# Seeking summer Smallmouth advice



## dinkbuster1 (Oct 28, 2005)

from early may thru October i put away my smallie rods and usually target only catfish thru the summer months. past couple weeks i have been fishing after work during the morning hours after work (6-730 am) in the GMR and have had little success finding them in the usual spots i find them in the spring and fall. usually i use a short diving jerkbait or inline spinners near rocky areas and do well. 

what few fish i have been catching past few days are coming from small slack water eddy's or really shallow water at the tail-out of a hole and have been smacking the bait as soon as it hits the water on the surface. 

where should i be looking for them now that the water is hot and low? are topwater baits such as pop-r's, jitterbugs, buzz-baits a better option right now?


----------



## FISHIN216 (Mar 18, 2009)

Tiny torpedo in any color is the bomb


dinkbuster1 said:


> from early may thru October i put away my smallie rods and usually target only catfish thru the summer months. past couple weeks i have been fishing after work during the morning hours after work (6-730 am) in the GMR and have had little success finding them in the usual spots i find them in the spring and fall. usually i use a short diving jerkbait or inline spinners near rocky areas and do well.
> 
> what few fish i have been catching past few days are coming from small slack water eddy's or really shallow water at the tail-out of a hole and have been smacking the bait as soon as it hits the water on the surface.
> 
> where should i be looking for them now that the water is hot and low? are topwater baits such as pop-r's, jitterbugs, buzz-baits a better option right now?




_OutdoorHub Mobile, the information engine of the outdoors_


----------



## skycruiser (Aug 7, 2009)

IN the current, or just at the edge of the current. i haven't been seeing them much directly in the slack pools...at least in the Darby. can't say much about the GMR


----------



## norseangler (Jan 8, 2009)

Topwater baits, especially buzzbaits and Baby Chug Bugs, are my favorite way to fish for stream smallies this time of year.


----------



## dinkbuster1 (Oct 28, 2005)

thanks for the advice. after the replies, and reading up online i went and purchased some tiny torpedo's, couple buzz baits, and a small zaraspook to try this week in the morning. 

done good a couple years ago using weighted senko's in heavier current during the daytime heat but as for now my fishing is limited to night and the early morning hours. 

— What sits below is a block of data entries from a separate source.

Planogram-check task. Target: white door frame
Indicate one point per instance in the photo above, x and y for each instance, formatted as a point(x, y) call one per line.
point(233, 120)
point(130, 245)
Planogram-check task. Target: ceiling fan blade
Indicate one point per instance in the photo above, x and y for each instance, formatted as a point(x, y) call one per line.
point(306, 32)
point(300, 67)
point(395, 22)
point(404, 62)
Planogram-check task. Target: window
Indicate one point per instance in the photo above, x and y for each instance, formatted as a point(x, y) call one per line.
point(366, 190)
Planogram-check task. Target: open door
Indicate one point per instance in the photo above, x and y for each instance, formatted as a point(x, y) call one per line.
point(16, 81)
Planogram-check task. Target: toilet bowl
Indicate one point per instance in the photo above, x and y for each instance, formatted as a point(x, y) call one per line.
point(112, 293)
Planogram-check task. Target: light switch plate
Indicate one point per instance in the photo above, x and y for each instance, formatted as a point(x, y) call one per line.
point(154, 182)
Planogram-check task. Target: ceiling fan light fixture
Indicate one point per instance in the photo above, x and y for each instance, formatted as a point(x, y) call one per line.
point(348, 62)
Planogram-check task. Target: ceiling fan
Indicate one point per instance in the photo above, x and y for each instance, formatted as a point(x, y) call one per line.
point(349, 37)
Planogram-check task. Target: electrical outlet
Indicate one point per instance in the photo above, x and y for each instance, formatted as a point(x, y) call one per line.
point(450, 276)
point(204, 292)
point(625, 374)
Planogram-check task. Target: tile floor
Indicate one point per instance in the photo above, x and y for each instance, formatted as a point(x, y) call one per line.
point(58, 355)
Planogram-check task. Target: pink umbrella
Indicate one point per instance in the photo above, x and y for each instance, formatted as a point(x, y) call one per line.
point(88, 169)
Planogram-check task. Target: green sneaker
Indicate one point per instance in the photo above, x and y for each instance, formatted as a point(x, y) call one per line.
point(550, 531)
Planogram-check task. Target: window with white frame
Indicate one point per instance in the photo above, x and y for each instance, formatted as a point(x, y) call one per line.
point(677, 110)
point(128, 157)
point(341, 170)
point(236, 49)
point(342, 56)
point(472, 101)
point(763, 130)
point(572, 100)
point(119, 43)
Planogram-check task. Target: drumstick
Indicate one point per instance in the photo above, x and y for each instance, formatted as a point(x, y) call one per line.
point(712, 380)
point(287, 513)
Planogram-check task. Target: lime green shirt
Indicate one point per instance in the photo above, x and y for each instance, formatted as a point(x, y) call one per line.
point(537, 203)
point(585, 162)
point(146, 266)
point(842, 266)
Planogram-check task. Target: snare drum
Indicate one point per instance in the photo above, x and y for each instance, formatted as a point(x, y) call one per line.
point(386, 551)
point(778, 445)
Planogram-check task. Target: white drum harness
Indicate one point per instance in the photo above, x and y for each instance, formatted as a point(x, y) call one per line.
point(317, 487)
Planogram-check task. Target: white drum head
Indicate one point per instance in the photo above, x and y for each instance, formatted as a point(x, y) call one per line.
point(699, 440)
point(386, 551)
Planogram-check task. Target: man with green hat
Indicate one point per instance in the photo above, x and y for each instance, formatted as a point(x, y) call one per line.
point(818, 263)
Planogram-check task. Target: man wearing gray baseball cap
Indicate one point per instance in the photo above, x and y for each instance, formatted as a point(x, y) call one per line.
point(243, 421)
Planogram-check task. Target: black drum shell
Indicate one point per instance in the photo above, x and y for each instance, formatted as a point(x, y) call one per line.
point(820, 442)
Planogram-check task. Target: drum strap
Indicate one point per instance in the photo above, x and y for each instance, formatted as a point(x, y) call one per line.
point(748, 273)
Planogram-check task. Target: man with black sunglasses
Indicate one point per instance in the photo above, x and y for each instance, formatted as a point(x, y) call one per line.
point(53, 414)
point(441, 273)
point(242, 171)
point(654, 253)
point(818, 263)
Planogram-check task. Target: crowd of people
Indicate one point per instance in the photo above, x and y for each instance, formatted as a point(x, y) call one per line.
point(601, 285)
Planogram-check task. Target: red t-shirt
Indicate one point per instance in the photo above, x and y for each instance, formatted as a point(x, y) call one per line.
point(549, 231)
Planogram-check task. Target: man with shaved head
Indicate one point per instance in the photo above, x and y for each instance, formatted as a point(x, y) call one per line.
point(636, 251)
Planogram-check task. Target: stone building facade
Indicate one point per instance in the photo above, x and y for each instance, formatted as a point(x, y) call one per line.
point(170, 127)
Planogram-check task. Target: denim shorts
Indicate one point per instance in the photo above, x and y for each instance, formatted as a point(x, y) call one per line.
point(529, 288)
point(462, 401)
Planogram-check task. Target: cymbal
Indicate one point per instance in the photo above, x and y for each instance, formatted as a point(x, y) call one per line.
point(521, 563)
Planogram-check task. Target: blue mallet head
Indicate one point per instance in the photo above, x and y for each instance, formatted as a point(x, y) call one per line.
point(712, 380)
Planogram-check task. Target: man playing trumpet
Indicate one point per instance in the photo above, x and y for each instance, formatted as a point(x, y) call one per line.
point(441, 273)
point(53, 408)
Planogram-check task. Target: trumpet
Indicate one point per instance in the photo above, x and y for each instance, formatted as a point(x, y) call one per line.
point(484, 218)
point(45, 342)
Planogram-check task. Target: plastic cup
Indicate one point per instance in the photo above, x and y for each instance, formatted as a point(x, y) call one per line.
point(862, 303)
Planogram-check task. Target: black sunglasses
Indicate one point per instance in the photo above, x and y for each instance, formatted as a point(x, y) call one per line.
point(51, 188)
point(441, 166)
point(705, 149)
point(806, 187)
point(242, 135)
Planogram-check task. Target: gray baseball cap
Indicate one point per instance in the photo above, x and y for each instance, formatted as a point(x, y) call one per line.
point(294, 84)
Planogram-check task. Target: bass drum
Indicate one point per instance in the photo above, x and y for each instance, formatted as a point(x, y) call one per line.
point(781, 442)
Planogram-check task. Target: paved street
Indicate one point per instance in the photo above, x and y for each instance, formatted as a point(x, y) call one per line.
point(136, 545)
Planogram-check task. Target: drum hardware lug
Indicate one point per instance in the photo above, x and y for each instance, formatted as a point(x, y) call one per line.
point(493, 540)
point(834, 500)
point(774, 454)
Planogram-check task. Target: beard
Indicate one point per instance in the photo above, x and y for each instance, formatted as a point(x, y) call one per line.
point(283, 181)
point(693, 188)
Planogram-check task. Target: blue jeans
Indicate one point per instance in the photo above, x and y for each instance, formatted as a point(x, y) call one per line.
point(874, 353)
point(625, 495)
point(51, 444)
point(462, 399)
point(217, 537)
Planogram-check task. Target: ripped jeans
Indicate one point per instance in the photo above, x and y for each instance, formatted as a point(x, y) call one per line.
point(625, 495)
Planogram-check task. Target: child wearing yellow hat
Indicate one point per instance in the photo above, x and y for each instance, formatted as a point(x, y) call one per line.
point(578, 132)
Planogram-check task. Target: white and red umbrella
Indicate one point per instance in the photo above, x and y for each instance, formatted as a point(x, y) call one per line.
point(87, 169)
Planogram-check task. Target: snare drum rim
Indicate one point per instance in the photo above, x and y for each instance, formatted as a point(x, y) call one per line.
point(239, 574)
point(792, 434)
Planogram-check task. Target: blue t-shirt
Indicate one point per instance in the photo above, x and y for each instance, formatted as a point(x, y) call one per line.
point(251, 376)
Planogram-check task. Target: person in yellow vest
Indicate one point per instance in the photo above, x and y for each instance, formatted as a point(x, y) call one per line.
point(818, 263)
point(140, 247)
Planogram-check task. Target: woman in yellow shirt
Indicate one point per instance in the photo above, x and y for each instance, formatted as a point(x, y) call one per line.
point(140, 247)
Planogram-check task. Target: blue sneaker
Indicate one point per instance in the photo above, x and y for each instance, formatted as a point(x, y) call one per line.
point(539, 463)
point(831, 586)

until a few years ago i exclusively used spinners and live bait for smallies (drifting suckers, chubs, and leaches) and am kinda "green" and learning about artificials.


----------



## FISHIN216 (Mar 18, 2009)

Those torpedoes are going to amaze you.....if the river is low you should get hits over any spot that you can't see the bottom and there is some current

_OutdoorHub Mobile, the information engine of the outdoors_


----------



## Wormser (Dec 16, 2009)

I like the crawdad and bullfrog.


----------



## dinkbuster1 (Oct 28, 2005)

Tuesday and Wenesday i fished from 6am-730am and had very good results with the topwater baits!

fished the GMR downtown on Tuesday and caught a 3lb largemouth and a 3lb smallie and a few other smaller smallies on the buzzbait (blue and black skirt). the tiny torpedo caught a few smaller ones as well. (may post cell pics later)sure is a rush seeing them bigger ones come up and smack a topwater lure!

fished a stretch on the Lower Mad on Wednesday morning, the bite seemed slower and the fish smaller but the bigger ones (biggest about a 1lb) all came on the Buzz and got a few small 8-10inch smallies and some big rock bass on the tiny Torpedo. 

skipping the rest of the week since this front came thru, think it may be a waste of time going. 

thanks again for the advice!


----------



## fishin'forlife (Aug 2, 2011)

Crawdad and spinners always work good for me,maybe a buzzbait thrown in there does the job too.


----------